Suppose you have two arrays and you want to swap two sub-ranges with the same number of entries. There is one requirement which may or may not be necessary:

• The array entries must end up in the same order after the swap.

Same order required

If this is a requirement, then all one can do is perform an entry-by-entry swap, requiring then $3n$ assignments:

// Swap the 'n' entries of Array 0 going from
//      i0, ..., i0 + n - 1
// with the entries of Array 1 going from
//      i1, ..., i1 + n - 1
void ordered_array_range_swap(
  double      array0[],
  std::size_t i0,
  double      array1[],
  std::size_t i1,
  std::size_t n
) {
    for ( std::size_t k{ 0 }; k < n; ++k ) {
        // Swap the two entries
        double tmp{ array0[i0] };
        array0[i0] = array1[i1];
        array1[i1] = tmp;

        ++i0;
        ++i1;
    }
}

You will note that we continue to use the parameters i0 and i1 throughout the algorithm:

• The loop executes exactly $n$ times, once for each entry to be swapped.
• With the first loop, both i0 and i1 store the address of the first entries to be swapped.
• Both indices are then incremented, so with the next iteration of the loop, the next pair of entries are swapped.
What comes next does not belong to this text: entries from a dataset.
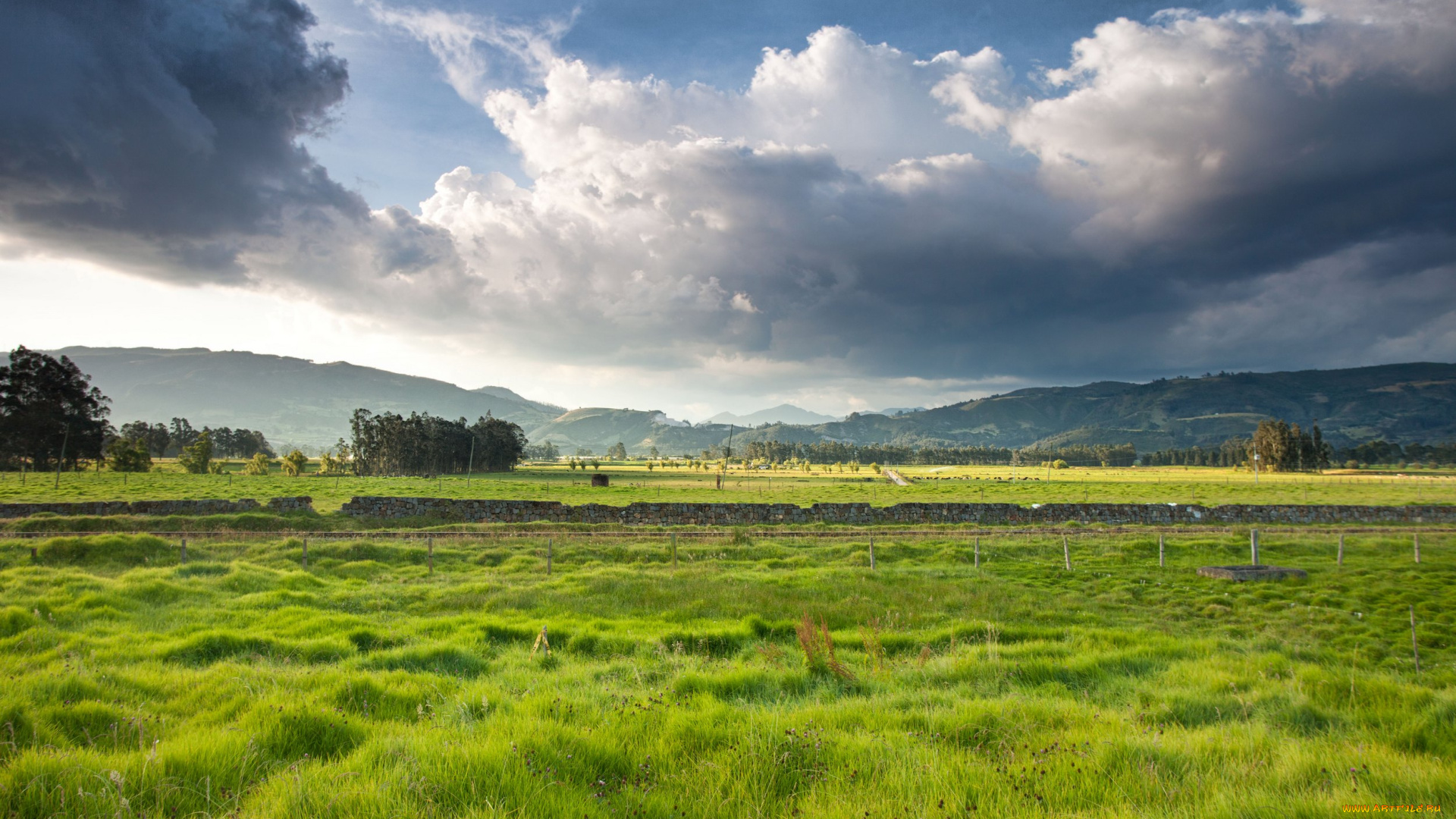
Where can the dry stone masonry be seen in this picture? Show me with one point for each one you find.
(861, 513)
(206, 506)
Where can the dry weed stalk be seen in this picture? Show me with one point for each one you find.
(819, 648)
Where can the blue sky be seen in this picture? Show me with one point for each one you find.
(705, 207)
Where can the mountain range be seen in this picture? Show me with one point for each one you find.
(303, 403)
(293, 401)
(781, 414)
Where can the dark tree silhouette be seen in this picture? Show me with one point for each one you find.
(49, 406)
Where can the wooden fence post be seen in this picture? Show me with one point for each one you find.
(1416, 651)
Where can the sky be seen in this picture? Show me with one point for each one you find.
(701, 207)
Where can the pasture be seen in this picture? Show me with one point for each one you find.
(752, 676)
(634, 482)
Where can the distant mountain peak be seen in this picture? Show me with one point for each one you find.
(781, 414)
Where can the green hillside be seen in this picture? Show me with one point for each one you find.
(289, 400)
(1400, 403)
(297, 401)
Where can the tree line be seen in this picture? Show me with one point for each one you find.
(165, 441)
(1277, 447)
(389, 444)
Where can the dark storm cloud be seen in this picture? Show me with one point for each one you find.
(1248, 190)
(164, 131)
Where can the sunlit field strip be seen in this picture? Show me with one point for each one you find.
(635, 483)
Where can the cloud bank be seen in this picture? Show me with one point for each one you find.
(1250, 190)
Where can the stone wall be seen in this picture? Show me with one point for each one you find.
(983, 513)
(207, 506)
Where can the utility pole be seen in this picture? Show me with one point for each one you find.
(67, 438)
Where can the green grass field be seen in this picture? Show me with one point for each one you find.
(242, 686)
(635, 483)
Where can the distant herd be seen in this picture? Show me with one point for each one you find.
(967, 479)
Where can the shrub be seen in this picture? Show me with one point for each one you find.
(197, 457)
(128, 455)
(258, 465)
(294, 463)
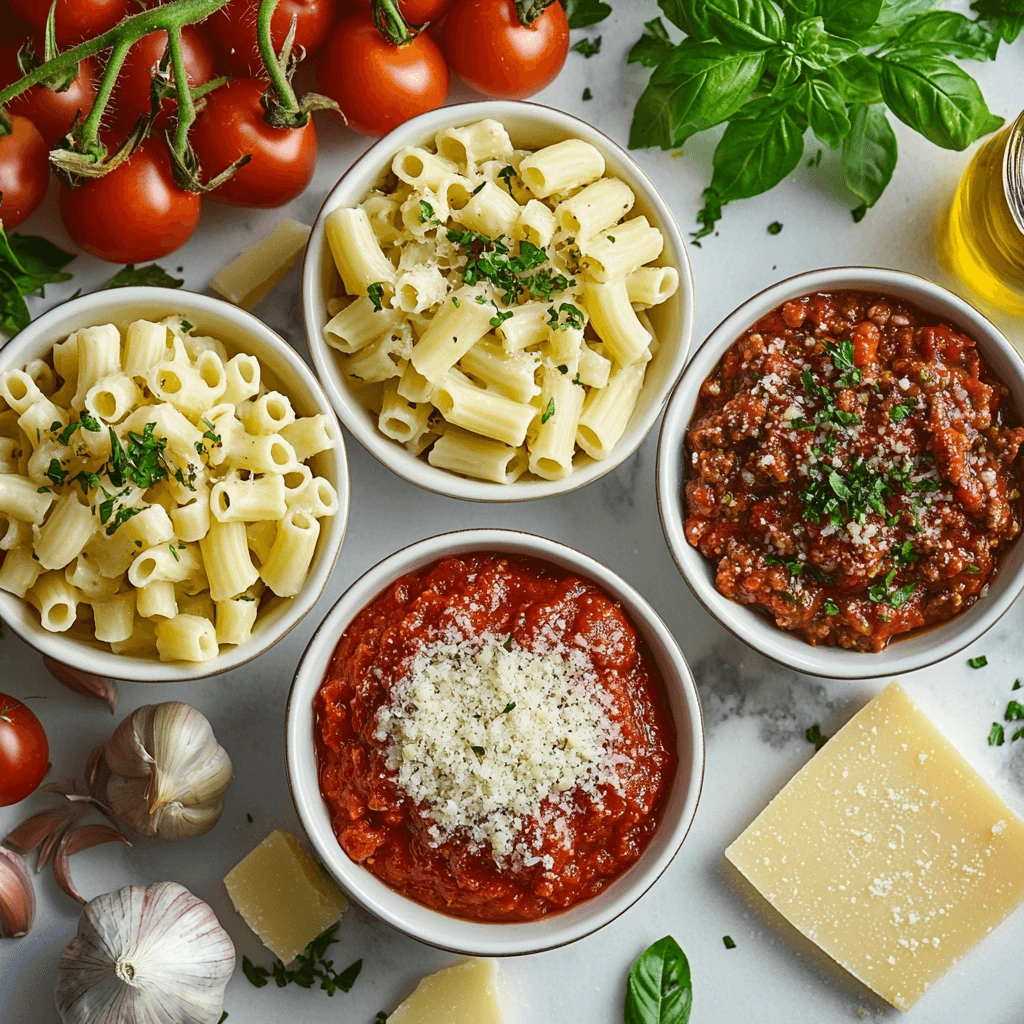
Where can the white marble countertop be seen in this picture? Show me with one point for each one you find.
(756, 712)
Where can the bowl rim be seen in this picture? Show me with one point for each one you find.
(450, 933)
(104, 663)
(422, 474)
(749, 626)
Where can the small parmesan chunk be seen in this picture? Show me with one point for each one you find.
(466, 993)
(248, 279)
(284, 896)
(888, 850)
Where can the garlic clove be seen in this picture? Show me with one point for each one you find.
(154, 954)
(17, 898)
(75, 842)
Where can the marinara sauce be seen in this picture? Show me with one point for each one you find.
(852, 469)
(582, 850)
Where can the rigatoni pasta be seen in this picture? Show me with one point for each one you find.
(128, 496)
(488, 297)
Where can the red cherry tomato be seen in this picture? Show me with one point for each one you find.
(25, 755)
(25, 171)
(51, 112)
(233, 29)
(230, 125)
(496, 54)
(378, 85)
(131, 94)
(135, 213)
(75, 19)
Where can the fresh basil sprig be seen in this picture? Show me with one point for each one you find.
(770, 71)
(659, 990)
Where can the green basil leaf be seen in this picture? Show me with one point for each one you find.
(761, 145)
(653, 46)
(696, 86)
(937, 98)
(752, 25)
(659, 990)
(869, 154)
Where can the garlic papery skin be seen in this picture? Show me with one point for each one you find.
(168, 772)
(145, 955)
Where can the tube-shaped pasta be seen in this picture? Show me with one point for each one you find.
(66, 532)
(357, 254)
(615, 322)
(451, 335)
(482, 458)
(606, 412)
(487, 413)
(288, 562)
(186, 638)
(225, 554)
(561, 167)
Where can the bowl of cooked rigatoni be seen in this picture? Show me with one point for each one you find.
(173, 485)
(498, 301)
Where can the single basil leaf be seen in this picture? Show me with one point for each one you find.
(869, 154)
(653, 46)
(761, 145)
(582, 13)
(752, 25)
(659, 990)
(937, 98)
(696, 86)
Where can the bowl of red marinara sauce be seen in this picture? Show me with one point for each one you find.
(495, 743)
(839, 473)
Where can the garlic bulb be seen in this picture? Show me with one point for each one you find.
(145, 955)
(168, 772)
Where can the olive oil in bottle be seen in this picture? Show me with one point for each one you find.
(981, 239)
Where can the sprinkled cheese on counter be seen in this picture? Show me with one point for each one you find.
(483, 737)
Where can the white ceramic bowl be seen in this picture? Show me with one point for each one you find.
(916, 650)
(240, 332)
(474, 938)
(530, 126)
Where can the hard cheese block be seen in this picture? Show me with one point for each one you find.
(888, 850)
(284, 896)
(466, 993)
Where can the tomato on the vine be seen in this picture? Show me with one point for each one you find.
(233, 29)
(232, 124)
(74, 19)
(25, 754)
(131, 94)
(51, 112)
(377, 84)
(25, 171)
(487, 45)
(135, 213)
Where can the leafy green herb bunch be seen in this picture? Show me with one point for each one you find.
(772, 70)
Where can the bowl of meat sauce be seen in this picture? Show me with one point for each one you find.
(493, 729)
(839, 473)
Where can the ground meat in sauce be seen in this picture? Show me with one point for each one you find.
(374, 820)
(852, 469)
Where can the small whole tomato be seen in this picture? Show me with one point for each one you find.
(232, 124)
(377, 84)
(495, 53)
(131, 94)
(233, 30)
(75, 19)
(51, 112)
(25, 171)
(134, 214)
(25, 754)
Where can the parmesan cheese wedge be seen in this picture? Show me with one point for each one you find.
(284, 896)
(248, 279)
(466, 993)
(888, 850)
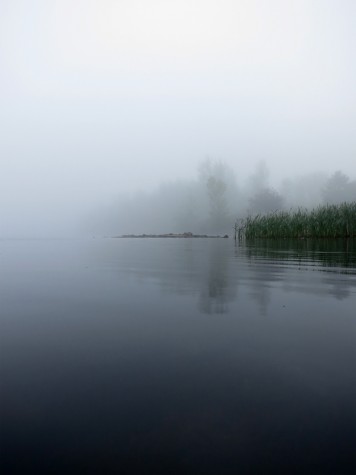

You can see these two implementations at replit.com.

Order can be altered

If the order can be altered, then we can reduce the number of assignments from $3n$ to $2n + 1$:

// Move the 'n' entries of Array 0 going from
//      i0, ..., i0 + n - 1
// to the entries of Array 1 going from
//      i1, ..., i1 + n - 1
// and vice versa, but the order need not
// remain the same.
void unordered_array_range_swap(
  double      array0[],
  std::size_t i0,
  double      array1[],
  std::size_t i1,
  std::size_t n
) {
    if ( n == 0 ) {
        return;
    }

    double tmp{ array0[i0] };

    // This runs 'n - 1' times
    for ( std::size_t k{ 1 }; k < n; ++k ) {
        array0[i0] = array1[i1];
	++i0;
        array1[i1] = array0[i0];
	++i1;
    }

    array0[i0] = array1[i1];
    array1[i1] = tmp;
}

You will note that we temporarily store the first entry of the first array, and this creates a 'hole', which we fill from an entry in the second array, which creates a 'hole' there that we then fill again from the first, and so on. At the end, we fill the last two entries as appropriate. Note that declaring tmp requires one assignment, even if the assignment operator is not used.